Nozaki-Taguchi and Yaksh implanted intrathecal catheters in nearly 400 male rats, allowed them 5 days’ recovery, and then determined baseline paw withdrawal thresholds to mechanical and thermal stimuli. They then induced thermal injury on one hind paw of each rat. A variety of N -methyl-d-aspartate (NMDA) receptor and α-amino-3-hydroxy-5-methyl-4-isoxazole propionic acid–kainate (AMPA–KA) receptor antagonists were administered either 5 min before or 30 min after injury. Tactile withdrawal thresholds were assessed every 30 min for 3 h after the injury, and thermal withdrawal latencies were assessed 30, 45, 60, 90, and 120 min after inducing injury. Any motor dysfunction due to drug administration was also noted.

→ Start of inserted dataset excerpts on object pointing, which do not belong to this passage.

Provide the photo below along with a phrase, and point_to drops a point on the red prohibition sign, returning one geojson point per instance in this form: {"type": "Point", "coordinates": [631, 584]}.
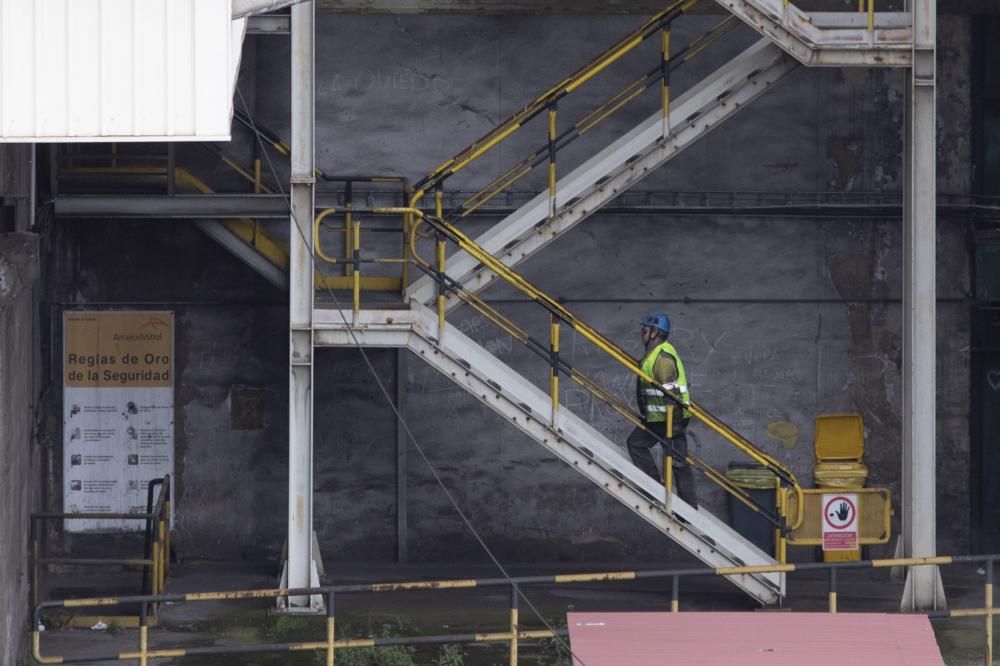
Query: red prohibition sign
{"type": "Point", "coordinates": [844, 521]}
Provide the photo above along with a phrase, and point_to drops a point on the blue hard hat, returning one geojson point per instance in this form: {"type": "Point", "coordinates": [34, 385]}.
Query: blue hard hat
{"type": "Point", "coordinates": [657, 320]}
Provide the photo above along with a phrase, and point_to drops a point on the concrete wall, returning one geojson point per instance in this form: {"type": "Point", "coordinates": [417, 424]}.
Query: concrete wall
{"type": "Point", "coordinates": [20, 473]}
{"type": "Point", "coordinates": [778, 319]}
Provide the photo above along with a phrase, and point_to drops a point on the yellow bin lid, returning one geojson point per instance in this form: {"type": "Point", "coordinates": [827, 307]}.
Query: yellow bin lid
{"type": "Point", "coordinates": [840, 437]}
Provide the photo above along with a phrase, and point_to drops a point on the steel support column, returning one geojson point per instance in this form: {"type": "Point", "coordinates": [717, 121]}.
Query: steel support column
{"type": "Point", "coordinates": [300, 567]}
{"type": "Point", "coordinates": [923, 584]}
{"type": "Point", "coordinates": [402, 444]}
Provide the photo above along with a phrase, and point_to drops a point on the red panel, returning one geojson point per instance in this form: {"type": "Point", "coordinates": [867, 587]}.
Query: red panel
{"type": "Point", "coordinates": [749, 639]}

After the thermal injury, the median paw withdrawal threshold to mechanical stimulation with von Frey filaments at an off-injury site decreased in control group animals receiving saline and water pretreatment, an indication of the development of secondary allodynia. Both pretreatment and posttreatment with intrathecal MK-801 or AP5, two of the NMDA receptor antagonists, had only modest effects on the secondary tactile allodynia after thermal injury. However, pretreatment with intrathecal AMPA–KA receptor antagonists reduced secondary tactile allodynia. The intrathecal NBQX (34 nmol) pretreatment prevented thermal injury–evoked secondary tactile allodynia, and posttreatment administration of the same drug at the same dose significantly reversed secondary allodynia. Similarly, NBQX (34 nmol) and CNQX (36 nmol) showed a significant blockade of primary thermal hyperalgesia when administered before injury. In the dosages used during testing, NMDA antagonists provoked a high incidence of motor deficits, which lasted more than 30 min but were reversible. The authors concluded that spinal AMPA–KA receptors have a major role in the initiation of secondary tactile allodynia, whereas spinal NMDA receptors have only a minimal role. The results indicate a possible clinical role for the AMPA–KA antagonists in pretreatment for hyperalgesia and allodynia after acute tissue injury, such as postoperative pain.